Ok, I have been able to reproduce this on i686 box. So far it looks far more likely to be a kaffe bug than glibc bug, but that's just the feeling. The thing is, if I LD_PRELOAD a small library which does int pthread_cond_destroy (void *x) { return 0; } (that's what was pthread_cond_destroy doing up to -47), it works even with current glibc. But even current pthread_cond_destroy does nothing if there are no pending waiters at the time pthread_cond_destroy is called (well, it acquires/releases the internal lock but that's it) nor any show up after it has been called. The POSIX standard requires that pthread_cond_destroy can be only called when there are no pending waiters. What the patch was changing is when there were condvar waiters, some thread signalled or broadcasted them, but before they were scheduled pthread_cond_destroy is called.
Ok, have proof that it's kaffe's fault: #0 0xb75eb782 in _dl_sysinfo_int80 () from /lib/ld-linux.so.2 #1 0xb751015e in __lll_mutex_lock_wait () from /lib/tls/libpthread.so.0 #2 0xb750dab3 in pthread_cond_wait@@GLIBC_2.3.2 () from /lib/tls/libpthread.so.0 #3 0xb75ccd4c in jcondvar_wait (cv=0x8319a98, mux=0x8319a80, timeout=-1) at lock-impl.c:67 x/12w 0x8319a98 0x8319a98: 0x00000002 0x0000002c 0xffffffff 0xffffffff 0x8319aa8: 0x00000016 0x00000000 0x00000016 0x00000000 0x8319ab8: 0x08319a80 0x00000000 0x00000000 0x00000000 pthread_cond_t's __data.__total_seq field is only set to -1LL in pthread_cond_destroy, while holding condvar's internal lock.

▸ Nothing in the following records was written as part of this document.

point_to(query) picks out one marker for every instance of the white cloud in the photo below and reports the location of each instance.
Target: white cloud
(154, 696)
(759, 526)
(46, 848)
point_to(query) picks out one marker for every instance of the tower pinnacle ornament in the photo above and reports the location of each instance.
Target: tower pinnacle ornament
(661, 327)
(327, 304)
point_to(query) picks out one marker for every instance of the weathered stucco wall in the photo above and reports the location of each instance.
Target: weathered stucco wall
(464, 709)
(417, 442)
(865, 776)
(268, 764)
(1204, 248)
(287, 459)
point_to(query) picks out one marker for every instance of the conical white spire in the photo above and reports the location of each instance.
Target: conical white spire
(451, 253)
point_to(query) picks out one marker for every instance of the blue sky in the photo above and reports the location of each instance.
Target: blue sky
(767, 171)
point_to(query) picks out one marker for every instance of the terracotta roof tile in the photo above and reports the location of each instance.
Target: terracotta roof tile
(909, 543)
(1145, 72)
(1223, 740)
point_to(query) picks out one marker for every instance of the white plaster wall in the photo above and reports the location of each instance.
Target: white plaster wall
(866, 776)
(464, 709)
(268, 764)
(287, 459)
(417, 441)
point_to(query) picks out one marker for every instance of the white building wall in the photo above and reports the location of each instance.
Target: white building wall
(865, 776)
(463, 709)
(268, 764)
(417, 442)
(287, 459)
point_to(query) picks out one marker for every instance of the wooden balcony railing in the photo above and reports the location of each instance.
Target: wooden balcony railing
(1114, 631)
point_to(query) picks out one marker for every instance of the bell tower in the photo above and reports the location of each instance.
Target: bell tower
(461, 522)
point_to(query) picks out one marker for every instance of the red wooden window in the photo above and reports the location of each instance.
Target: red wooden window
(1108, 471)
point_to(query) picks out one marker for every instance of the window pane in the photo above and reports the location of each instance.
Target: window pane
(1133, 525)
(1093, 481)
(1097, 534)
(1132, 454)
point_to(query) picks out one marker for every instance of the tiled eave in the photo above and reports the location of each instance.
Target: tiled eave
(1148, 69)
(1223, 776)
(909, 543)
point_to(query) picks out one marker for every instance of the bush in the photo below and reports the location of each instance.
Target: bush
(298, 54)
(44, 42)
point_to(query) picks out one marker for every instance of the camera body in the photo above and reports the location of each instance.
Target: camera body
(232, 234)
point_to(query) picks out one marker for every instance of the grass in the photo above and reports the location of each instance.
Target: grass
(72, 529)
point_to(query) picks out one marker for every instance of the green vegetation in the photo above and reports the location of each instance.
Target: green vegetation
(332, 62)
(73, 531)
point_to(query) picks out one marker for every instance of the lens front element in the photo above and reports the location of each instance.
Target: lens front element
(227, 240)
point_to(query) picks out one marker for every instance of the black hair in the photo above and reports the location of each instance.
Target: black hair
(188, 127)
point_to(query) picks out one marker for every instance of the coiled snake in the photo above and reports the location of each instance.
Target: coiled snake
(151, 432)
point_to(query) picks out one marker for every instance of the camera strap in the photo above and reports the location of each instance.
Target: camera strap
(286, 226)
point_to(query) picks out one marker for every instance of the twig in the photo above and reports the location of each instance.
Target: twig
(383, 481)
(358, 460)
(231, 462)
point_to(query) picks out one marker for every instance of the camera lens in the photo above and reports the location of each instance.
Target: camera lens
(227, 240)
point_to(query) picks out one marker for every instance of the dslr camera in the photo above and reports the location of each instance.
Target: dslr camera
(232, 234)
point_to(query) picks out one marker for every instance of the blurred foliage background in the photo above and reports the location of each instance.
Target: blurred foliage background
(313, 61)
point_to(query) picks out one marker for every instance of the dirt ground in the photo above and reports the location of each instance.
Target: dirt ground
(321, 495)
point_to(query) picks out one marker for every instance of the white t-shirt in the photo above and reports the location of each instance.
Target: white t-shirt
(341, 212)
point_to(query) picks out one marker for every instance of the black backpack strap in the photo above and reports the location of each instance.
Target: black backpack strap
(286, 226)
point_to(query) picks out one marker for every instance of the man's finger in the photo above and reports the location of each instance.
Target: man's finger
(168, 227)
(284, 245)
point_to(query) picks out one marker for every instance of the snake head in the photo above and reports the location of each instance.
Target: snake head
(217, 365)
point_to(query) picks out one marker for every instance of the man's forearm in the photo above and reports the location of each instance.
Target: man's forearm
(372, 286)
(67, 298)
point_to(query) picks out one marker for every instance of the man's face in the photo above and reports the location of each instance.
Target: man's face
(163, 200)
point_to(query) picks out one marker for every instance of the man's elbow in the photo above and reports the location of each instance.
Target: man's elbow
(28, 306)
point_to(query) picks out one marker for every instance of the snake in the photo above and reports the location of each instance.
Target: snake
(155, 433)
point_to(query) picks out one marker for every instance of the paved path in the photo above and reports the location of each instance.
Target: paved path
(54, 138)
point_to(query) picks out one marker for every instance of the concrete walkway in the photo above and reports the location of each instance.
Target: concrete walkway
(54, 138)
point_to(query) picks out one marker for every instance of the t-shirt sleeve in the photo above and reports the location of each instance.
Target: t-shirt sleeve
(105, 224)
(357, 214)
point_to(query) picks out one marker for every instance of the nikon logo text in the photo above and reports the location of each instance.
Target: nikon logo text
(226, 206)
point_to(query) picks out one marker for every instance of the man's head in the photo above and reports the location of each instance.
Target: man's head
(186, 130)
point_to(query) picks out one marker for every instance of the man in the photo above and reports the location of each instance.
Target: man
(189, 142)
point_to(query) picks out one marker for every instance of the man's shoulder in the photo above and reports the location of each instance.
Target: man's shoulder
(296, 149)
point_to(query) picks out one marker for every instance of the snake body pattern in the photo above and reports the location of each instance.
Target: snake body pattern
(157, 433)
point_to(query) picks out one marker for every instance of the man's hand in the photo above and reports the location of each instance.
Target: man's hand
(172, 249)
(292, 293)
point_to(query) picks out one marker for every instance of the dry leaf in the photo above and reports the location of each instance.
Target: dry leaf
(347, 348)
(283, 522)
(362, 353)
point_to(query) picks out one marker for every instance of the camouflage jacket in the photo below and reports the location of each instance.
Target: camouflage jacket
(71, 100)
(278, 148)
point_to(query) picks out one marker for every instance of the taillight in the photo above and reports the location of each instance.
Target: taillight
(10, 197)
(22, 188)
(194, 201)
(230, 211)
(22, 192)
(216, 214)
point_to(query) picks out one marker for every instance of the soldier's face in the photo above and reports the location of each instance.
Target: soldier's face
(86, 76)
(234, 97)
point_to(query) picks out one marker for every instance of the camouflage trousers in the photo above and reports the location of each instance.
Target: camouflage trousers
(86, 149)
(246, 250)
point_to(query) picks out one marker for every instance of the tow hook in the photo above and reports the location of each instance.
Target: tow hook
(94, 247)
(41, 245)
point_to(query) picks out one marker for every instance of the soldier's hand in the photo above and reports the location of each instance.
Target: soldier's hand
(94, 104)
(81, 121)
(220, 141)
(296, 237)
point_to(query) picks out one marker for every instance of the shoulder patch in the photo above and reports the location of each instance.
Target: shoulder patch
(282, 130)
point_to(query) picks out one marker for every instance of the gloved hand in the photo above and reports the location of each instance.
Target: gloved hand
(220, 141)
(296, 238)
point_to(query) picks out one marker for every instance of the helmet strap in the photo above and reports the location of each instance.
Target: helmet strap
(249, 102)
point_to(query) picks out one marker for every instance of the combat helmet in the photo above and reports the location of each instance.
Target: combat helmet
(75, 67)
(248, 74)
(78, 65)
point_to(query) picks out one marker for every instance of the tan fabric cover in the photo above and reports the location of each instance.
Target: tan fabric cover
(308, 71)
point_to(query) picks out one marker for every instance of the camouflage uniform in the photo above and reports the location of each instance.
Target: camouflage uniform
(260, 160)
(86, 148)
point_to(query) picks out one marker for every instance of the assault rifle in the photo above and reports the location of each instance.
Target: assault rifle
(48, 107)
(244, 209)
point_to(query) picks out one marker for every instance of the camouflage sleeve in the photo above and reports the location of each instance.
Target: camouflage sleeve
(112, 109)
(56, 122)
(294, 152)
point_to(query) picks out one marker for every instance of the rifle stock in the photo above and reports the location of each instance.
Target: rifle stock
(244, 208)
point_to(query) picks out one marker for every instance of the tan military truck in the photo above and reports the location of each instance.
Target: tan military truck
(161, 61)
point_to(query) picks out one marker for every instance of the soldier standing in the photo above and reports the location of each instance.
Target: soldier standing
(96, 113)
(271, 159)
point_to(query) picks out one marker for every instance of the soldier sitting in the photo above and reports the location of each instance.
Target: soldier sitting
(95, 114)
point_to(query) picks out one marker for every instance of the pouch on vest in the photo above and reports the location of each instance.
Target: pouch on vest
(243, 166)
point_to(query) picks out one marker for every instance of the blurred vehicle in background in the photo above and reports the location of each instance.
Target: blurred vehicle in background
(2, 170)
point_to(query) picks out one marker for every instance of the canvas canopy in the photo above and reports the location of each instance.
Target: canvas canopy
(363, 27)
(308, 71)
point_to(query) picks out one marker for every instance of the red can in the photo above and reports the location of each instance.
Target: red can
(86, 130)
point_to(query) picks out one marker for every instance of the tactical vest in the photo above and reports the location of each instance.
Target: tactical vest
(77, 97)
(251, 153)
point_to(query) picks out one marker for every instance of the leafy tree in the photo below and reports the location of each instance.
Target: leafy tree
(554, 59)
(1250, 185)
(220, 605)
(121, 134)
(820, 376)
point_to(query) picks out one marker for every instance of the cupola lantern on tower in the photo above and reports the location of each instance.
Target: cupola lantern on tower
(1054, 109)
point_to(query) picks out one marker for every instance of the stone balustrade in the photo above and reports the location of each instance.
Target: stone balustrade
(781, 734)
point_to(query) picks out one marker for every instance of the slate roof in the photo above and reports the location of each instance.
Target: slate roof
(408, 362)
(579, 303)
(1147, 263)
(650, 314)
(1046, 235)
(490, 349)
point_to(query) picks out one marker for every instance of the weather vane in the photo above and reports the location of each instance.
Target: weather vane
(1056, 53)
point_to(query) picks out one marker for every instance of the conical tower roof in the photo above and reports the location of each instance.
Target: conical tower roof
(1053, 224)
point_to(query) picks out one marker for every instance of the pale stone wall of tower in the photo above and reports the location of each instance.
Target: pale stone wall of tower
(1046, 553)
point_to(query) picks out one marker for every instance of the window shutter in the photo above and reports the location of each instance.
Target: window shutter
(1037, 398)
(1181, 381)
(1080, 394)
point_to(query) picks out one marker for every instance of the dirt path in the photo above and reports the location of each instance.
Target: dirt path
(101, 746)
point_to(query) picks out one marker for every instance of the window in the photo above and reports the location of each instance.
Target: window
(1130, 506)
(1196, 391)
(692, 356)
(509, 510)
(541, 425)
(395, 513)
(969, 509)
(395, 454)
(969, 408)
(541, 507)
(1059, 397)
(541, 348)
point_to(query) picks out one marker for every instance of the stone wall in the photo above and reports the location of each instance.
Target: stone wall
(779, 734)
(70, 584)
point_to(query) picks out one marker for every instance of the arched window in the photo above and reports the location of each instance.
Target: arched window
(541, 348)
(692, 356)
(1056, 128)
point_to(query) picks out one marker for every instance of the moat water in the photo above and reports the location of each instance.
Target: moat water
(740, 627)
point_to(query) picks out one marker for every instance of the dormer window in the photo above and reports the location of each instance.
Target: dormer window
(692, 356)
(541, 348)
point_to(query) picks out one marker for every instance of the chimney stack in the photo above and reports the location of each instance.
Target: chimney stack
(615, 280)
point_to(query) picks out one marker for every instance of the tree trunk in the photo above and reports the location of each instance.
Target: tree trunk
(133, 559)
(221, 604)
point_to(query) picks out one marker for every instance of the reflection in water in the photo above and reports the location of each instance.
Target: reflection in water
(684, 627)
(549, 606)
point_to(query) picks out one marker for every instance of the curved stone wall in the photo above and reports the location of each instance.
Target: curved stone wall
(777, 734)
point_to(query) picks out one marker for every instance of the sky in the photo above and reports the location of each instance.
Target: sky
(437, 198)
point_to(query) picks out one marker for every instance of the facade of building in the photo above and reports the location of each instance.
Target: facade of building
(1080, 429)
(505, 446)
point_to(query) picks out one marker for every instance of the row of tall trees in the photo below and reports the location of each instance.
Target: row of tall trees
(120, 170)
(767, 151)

The above thread is waiting for the internal lock on entry to the pthread_cond_wait function, which means pthread_cond_destroy has been called on this condvar before this pthread_cond_wait call. But that is a bug. Kaffe should be fixed to only pthread_cond_destroy on condvars which are no longer actively used.
This problem is fixed in kaffe cvs as of 04-10-01. Big thanks to Jakub for finding this problem.